Complaints have been mounting in recent weeks over the fluctuations and increases in trash collection fees in Phnom Penh which now vary depending on whether the garbage comes from a Cambodian, an expatriate or a business owner.
The privately-owned firm Cintri bases its trash-collection prices not on the amount of garbage collected but on the type and location of households and businesses—a practice that, some customers said this week, leads to arbitrary fee setting.
According to Pho Phallkunn, Cintri’s customer relations manager, Cintri receives information such as names and addresses from Electricite du Cambodge, which issues combined power and garbage-collection bills.
With that information, some 90 Cintri “informants” gather data to divide all households and businesses into nearly 100 different categories of garbage collection fees.
According to Cintri’s tariffs list, a Cambodian household on a ground floor must pay $1 per month or more depending on the street where they live. Foreigners pay $10 if they live in apartments and $20 in houses. A large bar or nightclub will be charged $100.
“The tariff structure is not based on the volume of garbage you produce—it is based on the business’ operation and the source of income,” Pho Phallkunn said.
“If you are running a hotel, your tariff is high because your level of income is high,” he said, adding that the current system was the only possible way to get trash-collection done.
“If I use electricity a lot, I have to pay a lot more money.
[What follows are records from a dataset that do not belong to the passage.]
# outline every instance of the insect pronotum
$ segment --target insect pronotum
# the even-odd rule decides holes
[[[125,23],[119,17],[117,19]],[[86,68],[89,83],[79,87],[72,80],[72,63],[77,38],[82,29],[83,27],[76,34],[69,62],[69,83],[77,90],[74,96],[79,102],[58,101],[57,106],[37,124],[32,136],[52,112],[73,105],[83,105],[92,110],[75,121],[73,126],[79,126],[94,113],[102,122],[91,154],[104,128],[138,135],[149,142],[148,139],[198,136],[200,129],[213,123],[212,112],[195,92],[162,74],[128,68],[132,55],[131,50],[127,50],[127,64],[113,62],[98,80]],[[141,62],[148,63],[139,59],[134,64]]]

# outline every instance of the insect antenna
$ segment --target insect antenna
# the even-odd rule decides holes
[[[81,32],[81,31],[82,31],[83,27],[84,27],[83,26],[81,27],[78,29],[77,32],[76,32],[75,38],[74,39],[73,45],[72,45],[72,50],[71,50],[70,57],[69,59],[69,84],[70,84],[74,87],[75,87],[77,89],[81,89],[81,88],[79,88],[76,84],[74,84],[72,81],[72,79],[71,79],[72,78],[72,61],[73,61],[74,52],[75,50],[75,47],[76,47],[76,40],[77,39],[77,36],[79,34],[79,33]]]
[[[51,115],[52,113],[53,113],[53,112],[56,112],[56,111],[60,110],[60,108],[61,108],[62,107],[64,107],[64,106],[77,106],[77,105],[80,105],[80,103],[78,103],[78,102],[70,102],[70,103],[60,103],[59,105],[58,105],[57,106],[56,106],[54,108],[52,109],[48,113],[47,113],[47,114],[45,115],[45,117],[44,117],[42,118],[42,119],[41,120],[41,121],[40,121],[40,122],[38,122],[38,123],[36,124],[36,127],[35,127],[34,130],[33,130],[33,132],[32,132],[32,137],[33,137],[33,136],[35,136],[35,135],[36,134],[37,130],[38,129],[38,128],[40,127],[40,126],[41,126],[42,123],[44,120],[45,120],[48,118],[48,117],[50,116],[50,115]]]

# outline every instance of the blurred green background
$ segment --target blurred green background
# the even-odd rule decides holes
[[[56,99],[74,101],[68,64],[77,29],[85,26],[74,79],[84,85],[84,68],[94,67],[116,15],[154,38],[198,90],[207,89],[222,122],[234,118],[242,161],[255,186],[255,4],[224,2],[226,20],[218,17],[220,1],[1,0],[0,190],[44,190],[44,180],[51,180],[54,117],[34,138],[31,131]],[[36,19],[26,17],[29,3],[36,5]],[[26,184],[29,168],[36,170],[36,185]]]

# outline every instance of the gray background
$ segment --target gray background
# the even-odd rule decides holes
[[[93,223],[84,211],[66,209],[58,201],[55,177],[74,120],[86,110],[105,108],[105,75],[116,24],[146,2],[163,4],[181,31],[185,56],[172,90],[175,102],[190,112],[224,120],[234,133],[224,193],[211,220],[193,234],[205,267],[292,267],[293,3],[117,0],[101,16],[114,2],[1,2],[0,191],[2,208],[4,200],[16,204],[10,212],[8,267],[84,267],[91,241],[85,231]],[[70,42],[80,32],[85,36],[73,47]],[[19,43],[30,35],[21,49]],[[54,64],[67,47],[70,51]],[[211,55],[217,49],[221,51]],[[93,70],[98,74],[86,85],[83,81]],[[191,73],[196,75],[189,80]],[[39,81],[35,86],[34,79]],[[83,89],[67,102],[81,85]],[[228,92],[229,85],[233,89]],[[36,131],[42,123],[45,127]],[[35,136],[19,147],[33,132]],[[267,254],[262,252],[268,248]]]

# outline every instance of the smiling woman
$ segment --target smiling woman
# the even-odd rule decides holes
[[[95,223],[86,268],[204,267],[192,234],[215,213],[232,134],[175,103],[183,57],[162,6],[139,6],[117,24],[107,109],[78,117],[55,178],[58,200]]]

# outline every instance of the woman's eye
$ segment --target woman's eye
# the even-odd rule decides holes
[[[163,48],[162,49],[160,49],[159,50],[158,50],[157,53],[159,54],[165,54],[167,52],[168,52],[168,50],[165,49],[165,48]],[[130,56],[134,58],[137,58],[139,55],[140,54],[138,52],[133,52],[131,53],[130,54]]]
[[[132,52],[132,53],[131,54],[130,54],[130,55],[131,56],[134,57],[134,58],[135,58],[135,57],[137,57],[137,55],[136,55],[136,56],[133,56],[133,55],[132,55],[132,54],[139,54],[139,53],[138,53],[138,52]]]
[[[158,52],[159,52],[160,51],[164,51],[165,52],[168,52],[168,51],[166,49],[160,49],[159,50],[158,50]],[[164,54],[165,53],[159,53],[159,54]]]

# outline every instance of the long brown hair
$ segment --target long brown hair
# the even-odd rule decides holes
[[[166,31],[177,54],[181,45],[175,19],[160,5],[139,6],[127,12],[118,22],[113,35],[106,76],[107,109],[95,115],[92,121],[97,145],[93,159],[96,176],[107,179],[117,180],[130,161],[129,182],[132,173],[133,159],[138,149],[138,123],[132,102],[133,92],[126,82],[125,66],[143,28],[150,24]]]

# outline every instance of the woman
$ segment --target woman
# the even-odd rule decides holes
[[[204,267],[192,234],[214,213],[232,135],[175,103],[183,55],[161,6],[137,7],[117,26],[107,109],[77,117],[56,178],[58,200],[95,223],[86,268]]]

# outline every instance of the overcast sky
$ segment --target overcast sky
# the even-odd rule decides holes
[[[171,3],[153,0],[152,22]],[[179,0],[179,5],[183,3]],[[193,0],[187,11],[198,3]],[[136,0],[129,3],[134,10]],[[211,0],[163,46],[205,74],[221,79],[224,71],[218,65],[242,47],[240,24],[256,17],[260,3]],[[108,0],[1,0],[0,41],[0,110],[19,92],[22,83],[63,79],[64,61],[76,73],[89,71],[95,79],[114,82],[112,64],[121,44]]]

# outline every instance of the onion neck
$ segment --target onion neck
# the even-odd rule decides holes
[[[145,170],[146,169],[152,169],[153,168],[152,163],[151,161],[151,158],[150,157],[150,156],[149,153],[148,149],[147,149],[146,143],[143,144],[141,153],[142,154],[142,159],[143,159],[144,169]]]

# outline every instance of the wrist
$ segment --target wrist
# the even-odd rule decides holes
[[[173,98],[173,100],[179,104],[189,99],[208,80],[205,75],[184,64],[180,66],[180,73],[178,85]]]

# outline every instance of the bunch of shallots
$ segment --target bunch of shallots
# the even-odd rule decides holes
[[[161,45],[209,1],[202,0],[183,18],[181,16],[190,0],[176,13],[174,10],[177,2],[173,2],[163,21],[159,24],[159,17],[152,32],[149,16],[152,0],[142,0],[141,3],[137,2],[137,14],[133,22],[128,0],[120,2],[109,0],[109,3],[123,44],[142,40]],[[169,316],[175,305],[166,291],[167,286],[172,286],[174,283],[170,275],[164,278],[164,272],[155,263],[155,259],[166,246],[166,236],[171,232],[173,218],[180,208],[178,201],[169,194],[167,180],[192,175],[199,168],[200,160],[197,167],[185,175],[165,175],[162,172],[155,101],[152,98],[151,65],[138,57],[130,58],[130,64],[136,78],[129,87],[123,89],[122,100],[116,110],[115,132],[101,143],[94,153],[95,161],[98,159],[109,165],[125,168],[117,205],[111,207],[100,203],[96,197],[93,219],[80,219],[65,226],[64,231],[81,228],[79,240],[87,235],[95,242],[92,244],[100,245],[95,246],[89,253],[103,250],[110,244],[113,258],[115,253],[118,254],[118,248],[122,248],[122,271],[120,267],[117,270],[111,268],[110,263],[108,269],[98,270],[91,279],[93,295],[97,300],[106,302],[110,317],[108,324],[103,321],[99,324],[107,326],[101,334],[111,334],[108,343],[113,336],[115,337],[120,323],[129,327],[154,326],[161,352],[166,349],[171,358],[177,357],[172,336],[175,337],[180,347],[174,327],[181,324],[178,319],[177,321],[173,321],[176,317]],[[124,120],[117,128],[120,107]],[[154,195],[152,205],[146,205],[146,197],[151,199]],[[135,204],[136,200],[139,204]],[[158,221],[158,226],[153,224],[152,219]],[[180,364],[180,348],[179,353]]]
But we produce little garbage, why should we pay a lot?” asked Chim Kmao, a staff member of the Chinese-language newspaper Commercial News.
A vendor at Tuol Tumpong market, who asked not to be named, said Wednesday that Cintri informants had her home confused with a business.
“I’m a vendor and I don’t run a business at home. I just sometimes store my goods at home because the shop at the market is too small,” she said. “I don’t really understand how Cintri just points [and decides] this home pays $10 and that home pays $20 or even more.”
After seeing the garbage bill for his law firm increase from $1 to $5, then $10 and finally $25 per month, lawyer Benson Samay wrote to Cintri, claiming that the company had illegally tried to make him pay the $25 bill.
“I have never signed an agreement with Cintri or any agreement to pay $25 per month,” he wrote.
Benson Samay and Cintri eventually settled on $15 per month.
Before he sent his letter to the company, Benson Samay said that a Cintri representative had told him his electricity would be cut off if he did not pay the $25 fee.
Talking about Cintri’s practice of cutting slow payers’ electricity—a step that now requires City Hall’s approval—Pho Phallkunn said the practice is still not common.
“We have operated for nearly three years and only 825 clients have been suspended,” he said.
“It is not our business to fight with our clients but to keep the city clean.”